Tim Robbins (Erik), Imogen Stubbs (Princess Aud), Tim McInnerny (Sven), Freddie Jones (Harald), Charles McKeown (Sven’s Father), Gary Cady (Keitel Blacksmith), John Cleese (Halfdan the Black), Terry Jones (King Arnulf), Anthony Sher (Loki), John Gordon Sinclair (Ivar), Samantha Bond (Helga), Mickey Rooney (Grandfather), Eartha Kitt (Freya)


Plot

During a raiding party, the Viking Erik bursts in on Helga but his attempts to rape her fail to quite go right. After she is accidentally killed, he becomes disillusioned with the Norse way of life and wants to know if there is more than perpetual drinking, raping and pillaging. He seeks the advice of a crazy old woman who tells him that they are living in the Age of Ragnarok. To deliver the world from this age of violence into an age of peace, he needs to find the Horn of Resounding. And so Erik drums up a quest to travel to the mythical Land of Hy-Brasil and obtain the Horn so that he can entreat the Gods of Asgard to bring Ragnarok to an end.


Terry Jones was of course one of the core members of the Monty Python troupe. It was he who directed the Python’s three principal cinematic outings, Monty Python and the Holy Grail (1975), Monty Python’s The Life of Brian (1979) and Monty Python’s The Meaning of Life (1983). Outside of Python, Jones had made occasional appearances as an actor, wrote the screenplay for the Jim Henson-George Lucas fantasy Labyrinth (1986) and several children’s books, even the novelisation for Douglas Adams’s computer game Starship Titanic (1997). He then went onto direct original material with Personal Services (1986), a serious film about prostitution. Erik the Viking was an original work of fantasy, based on his children’s book The Saga of the Erik the Viking (1983).

Nothing seems sorrier than comedy that thinks it is funny and isn’t – and Erik the Viking has all the life of a wet blanket. There are one or two funny jokes – like the subtitled Japanese slavemaster berating slaves with curses about horizontal-eyed people who have never committed ritual suicide, and the opening rape attempt where the intended rapee Samantha Bond has the upper hand on forlorn Tim Robbins.

Mostly, the film consists of extended gags about the Hy-Brasilians inability to make music or Tim Robbins’ hiding in a cloak of invisibility that just drag on and on and on with an unfunny awfulness that leaves one screaming, wishing it would stop. Jones just never seems to know when to bring a scene to an end or when he isn’t being funny. His idea of comedy seems to be having people sitting about and yelling in unison for minutes at a time.

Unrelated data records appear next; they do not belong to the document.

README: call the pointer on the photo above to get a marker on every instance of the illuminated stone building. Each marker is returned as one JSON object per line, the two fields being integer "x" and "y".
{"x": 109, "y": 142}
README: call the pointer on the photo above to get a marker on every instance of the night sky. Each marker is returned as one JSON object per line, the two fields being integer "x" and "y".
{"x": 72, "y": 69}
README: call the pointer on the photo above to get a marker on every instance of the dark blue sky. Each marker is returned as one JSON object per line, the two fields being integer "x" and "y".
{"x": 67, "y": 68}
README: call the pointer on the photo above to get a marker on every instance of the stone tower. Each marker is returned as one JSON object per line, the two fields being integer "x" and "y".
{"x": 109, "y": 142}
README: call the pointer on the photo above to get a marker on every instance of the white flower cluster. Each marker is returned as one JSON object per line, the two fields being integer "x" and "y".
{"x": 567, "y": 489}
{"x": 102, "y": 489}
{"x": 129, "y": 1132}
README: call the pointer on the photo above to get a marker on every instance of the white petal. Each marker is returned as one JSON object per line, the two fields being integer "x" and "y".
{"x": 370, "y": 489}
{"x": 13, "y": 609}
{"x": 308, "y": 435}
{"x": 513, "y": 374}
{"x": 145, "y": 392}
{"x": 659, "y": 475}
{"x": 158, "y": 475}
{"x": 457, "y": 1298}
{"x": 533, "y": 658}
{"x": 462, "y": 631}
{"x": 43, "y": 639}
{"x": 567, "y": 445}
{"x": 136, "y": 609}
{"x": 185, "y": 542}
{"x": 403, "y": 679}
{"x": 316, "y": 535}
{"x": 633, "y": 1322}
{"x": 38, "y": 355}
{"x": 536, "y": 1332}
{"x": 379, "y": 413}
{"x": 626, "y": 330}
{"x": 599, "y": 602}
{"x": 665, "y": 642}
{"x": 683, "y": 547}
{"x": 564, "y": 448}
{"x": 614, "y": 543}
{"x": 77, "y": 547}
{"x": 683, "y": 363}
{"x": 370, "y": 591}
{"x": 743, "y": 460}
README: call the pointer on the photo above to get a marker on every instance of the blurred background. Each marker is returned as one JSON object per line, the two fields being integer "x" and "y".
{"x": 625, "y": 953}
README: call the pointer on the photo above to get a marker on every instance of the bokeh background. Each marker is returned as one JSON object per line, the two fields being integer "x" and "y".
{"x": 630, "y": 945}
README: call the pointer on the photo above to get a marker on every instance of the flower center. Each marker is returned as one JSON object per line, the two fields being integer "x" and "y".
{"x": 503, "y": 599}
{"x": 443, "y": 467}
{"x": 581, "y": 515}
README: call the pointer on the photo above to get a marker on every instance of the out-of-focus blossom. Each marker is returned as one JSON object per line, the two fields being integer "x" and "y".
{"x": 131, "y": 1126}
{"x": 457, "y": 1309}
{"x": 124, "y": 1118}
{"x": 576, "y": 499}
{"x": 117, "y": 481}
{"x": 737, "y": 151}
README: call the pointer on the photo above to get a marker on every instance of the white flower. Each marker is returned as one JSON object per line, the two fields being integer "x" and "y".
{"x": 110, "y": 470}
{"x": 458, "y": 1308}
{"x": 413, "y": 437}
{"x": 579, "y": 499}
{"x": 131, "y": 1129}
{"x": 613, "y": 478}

Terry Jones as King Arnulf and Tim Robbins in Erik the Viking (1989)
(l to r) Terry Jones (also the film’ director/writer) as King Arnulf and Tim Robbins as Erik

All the supporting cast overact but sadly the greatest offender is Jones himself who acts to excess in a horribly unfunny way as the king of Hy-Brasil. Tim Robbins is at least well cast with a convincing touch of melancholy about him, and the lovely Imogen Stubbs twinkles appealingly.

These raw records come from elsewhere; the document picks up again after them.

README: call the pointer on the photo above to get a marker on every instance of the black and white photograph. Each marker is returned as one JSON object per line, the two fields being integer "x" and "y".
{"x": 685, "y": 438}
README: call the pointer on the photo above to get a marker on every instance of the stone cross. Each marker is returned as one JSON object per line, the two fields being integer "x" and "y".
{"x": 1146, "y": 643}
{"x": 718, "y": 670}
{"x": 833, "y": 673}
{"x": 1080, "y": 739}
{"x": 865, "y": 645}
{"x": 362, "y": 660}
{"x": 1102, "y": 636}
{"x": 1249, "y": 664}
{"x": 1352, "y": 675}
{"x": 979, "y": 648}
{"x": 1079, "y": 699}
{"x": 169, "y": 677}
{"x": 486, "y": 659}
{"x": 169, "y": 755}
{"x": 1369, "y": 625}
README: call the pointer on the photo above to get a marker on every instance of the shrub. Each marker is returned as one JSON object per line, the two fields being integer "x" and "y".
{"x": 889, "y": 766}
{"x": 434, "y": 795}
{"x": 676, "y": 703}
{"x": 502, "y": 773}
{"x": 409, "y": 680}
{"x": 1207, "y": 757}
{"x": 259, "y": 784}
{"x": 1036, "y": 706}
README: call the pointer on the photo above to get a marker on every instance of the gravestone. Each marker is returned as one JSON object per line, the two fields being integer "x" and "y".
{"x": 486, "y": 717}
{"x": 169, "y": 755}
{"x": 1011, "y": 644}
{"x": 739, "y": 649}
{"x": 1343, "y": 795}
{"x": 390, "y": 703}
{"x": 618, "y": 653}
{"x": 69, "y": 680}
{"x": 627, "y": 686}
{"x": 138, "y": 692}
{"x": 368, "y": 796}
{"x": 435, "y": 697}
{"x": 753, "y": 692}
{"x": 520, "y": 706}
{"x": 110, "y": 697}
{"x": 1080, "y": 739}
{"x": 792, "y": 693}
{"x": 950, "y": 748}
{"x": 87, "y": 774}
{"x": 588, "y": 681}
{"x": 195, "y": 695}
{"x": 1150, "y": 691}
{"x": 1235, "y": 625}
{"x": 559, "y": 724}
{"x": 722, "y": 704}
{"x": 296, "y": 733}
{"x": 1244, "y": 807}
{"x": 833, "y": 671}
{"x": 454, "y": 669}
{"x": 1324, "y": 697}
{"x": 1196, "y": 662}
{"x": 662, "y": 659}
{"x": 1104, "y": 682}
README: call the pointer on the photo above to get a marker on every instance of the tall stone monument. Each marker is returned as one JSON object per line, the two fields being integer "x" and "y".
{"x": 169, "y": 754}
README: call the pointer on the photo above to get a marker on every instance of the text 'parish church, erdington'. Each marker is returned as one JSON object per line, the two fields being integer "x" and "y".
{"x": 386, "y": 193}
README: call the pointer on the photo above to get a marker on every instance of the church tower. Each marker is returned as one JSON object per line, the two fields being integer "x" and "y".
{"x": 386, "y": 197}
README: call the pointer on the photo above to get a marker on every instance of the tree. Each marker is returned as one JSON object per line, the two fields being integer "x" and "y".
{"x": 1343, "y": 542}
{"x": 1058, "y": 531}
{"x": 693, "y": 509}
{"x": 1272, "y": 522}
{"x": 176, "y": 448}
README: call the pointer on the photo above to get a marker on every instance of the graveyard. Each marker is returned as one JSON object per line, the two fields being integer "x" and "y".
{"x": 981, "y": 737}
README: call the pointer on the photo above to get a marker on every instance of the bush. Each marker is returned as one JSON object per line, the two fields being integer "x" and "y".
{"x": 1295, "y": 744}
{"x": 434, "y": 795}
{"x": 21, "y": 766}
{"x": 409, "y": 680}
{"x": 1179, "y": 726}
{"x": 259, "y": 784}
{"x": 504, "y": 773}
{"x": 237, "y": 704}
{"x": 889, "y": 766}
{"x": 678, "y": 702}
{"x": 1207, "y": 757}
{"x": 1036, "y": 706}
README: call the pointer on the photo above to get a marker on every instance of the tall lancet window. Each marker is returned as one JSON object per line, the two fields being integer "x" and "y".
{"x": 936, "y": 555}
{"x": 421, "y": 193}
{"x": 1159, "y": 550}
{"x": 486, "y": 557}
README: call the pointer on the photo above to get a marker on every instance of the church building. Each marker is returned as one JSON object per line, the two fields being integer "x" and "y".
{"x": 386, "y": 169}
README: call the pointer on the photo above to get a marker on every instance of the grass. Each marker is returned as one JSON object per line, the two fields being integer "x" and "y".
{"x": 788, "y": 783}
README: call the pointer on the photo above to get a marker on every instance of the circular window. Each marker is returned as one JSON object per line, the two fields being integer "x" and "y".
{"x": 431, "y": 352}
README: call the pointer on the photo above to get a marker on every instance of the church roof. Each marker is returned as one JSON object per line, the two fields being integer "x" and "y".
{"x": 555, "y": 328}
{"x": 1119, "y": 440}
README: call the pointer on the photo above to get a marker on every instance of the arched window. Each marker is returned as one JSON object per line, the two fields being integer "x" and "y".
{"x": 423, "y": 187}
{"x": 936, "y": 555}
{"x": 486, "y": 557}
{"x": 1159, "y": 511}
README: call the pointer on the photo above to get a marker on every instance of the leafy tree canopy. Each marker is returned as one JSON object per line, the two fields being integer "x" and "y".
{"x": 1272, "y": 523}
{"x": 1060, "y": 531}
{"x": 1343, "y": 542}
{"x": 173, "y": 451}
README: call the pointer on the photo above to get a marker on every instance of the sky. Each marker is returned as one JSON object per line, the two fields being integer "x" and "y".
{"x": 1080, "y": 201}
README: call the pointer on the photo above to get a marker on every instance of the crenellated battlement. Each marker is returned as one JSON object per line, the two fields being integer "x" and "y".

Although the film had a high profile release, the budget was clearly low and the effects look cheap. There is some very poor matte work going off the edge of the world. The eventual arrival at Asgard is inadequately conveyed in a series of shabby sets and effects that make it come out looking like a cheap Christmas card.

Terry Jones’s only subsequent directorial outing was a live-action adaptation of The Wind in the Willows (1996), which is a much more successful fantasy film.